Can it truly be argued that removing money from American investors and savers, funneling those dollars through the grinding inefficiencies of governance only put what remains in the hands of industries that owe their existence to government is a strength for America?
No! This is not how America became great.
This, though, is what Brad Miller argues, against history, in his cosponsoring of H.R. 5116.
Because Brad Miller brought up NC's history in textiles, tobacco, and furniture a little history is in order. The supposition inherent in Brad Miller's comments is that NC had a strong economy through most of the 20th century due to it's reliance on textiles, tobacco, and furniture and to regain that economic strength we need government investment to seed new growth in new areas. The idea that this is a path to economic strength is wrong headed.
NC's historical reliance on textiles, tobacco, and furniture did not stem from government seed money as Brad Miller seems to suggest, but rather private investor seed money. NC's strength in these areas was a result of individual and private investment and in the case of tobacco, fortunate climactic positioning.

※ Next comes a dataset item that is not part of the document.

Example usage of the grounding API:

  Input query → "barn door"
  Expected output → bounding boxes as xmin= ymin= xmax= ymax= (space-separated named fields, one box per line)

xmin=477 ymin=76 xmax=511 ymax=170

An underrated but more important factor in NC's strength was the fact that it was one state of many in a successful country and this web of states have been able to efficiently support one another economically through the magic of the "invisible hand" and free trade.
In pointing to the success of NC in the 20th century as support for his form of Crony Capitalism, Brad Miller besmirches all NC individuals who had an actual hand in NC's economic strength during that period of NC's history.
Brad Miller's support for H.R. 5116 also indicates his support for policies that threaten to lead America toward a more Mercantilistic economy, more commonly called Crony Capitalism today. American capitalism has already crushed Mercantilism once and Brad Miller's desire to install it as a fixture in American governance speaks to his lack of education. Crony Capitalism weakens America just as it weakened, and continues to weaken Europe. Brad Miller does not seem to understand that if America is weakened NC is weakened as well.
Brad Miller is an embarrassment to economic thought, an embarrassment to America, an embarrassment NC and he should be an embarrassment to himself.